O Estatuto do Desarmamento, em vigor desde 2003, ainda gera polêmica e opiniões controversas no Brasil. Em recente movimento nas redes sociais, grupos pedem que essas leis sejam revistas e há pelo menos três projetos em tramitação na Câmara dos Deputados sobre o tema. Para falar mais sobre o assunto, o Edição do Brasil conversou com Felippe Angeli, assessor para advocacy do Instituto Sou da Paz.

Quem pode ter porte no Brasil? E como é o processo para que essa pessoa esteja apta a possuir uma arma?
Existem duas situações: o porte, no qual permite-se deslocar livremente com esse armamento, e o registro de arma comum, para posse e manutenção em casa. O porte é autorizado a todos que passarem por uma avaliação criteriosa da Polícia Federal (PF), na qual se analisa a justificativa da pessoa. A compra também pode ser feita por qualquer pessoa, desde que cumpra os requisitos da lei.
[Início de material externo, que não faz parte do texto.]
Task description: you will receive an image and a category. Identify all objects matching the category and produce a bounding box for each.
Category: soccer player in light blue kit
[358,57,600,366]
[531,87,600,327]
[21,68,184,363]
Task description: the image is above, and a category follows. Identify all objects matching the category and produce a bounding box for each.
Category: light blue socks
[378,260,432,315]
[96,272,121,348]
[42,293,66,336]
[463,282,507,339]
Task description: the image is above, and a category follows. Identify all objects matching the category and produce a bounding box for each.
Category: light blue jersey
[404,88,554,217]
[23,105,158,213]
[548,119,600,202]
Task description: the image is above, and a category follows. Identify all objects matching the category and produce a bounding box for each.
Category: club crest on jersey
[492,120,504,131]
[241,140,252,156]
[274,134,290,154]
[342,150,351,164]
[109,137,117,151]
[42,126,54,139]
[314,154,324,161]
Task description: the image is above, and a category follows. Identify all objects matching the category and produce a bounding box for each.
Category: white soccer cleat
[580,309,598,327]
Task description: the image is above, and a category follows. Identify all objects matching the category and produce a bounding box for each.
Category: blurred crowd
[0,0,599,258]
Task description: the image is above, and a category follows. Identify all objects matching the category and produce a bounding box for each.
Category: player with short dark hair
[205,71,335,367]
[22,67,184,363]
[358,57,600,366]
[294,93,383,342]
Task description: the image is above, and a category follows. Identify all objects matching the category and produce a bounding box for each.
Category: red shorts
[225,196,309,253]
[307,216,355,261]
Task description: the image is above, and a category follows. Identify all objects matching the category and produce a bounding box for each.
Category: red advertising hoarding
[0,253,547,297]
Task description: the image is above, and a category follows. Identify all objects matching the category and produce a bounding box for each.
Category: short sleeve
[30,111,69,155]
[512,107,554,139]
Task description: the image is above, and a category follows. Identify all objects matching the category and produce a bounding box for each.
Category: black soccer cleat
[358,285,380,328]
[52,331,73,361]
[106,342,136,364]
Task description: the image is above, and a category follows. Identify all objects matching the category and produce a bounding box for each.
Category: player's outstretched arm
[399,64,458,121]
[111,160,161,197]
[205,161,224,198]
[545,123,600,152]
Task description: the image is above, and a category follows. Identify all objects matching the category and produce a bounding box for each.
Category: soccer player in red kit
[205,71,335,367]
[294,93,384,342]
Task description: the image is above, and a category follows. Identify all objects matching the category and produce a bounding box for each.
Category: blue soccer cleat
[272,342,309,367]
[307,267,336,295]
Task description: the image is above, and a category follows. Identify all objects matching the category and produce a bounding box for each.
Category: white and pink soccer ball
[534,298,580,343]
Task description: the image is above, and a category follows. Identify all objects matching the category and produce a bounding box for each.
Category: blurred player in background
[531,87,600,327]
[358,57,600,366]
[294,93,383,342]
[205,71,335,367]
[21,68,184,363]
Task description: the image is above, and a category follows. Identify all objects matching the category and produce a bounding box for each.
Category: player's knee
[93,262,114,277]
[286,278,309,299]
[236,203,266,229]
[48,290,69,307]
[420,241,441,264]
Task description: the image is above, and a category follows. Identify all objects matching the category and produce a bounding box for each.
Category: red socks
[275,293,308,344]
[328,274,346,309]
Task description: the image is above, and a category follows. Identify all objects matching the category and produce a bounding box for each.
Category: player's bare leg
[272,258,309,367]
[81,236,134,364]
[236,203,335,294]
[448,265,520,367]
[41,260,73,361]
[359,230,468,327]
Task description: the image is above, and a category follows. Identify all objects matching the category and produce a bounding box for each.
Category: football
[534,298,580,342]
Além disso, tem-se categorias específicas, como polícias, guardas municipais e agentes penitenciários, que não precisam passar por esse exame de necessidade da PF, pois possuem o porte concedido de forma mais automática. Recentemente, outros profissionais têm sido incluídos nesse rol: juízes e auditores da receita federal. Inclusive, um projeto que libera o porte para agentes de trânsito passou no Senado e segue para sanção presidencial.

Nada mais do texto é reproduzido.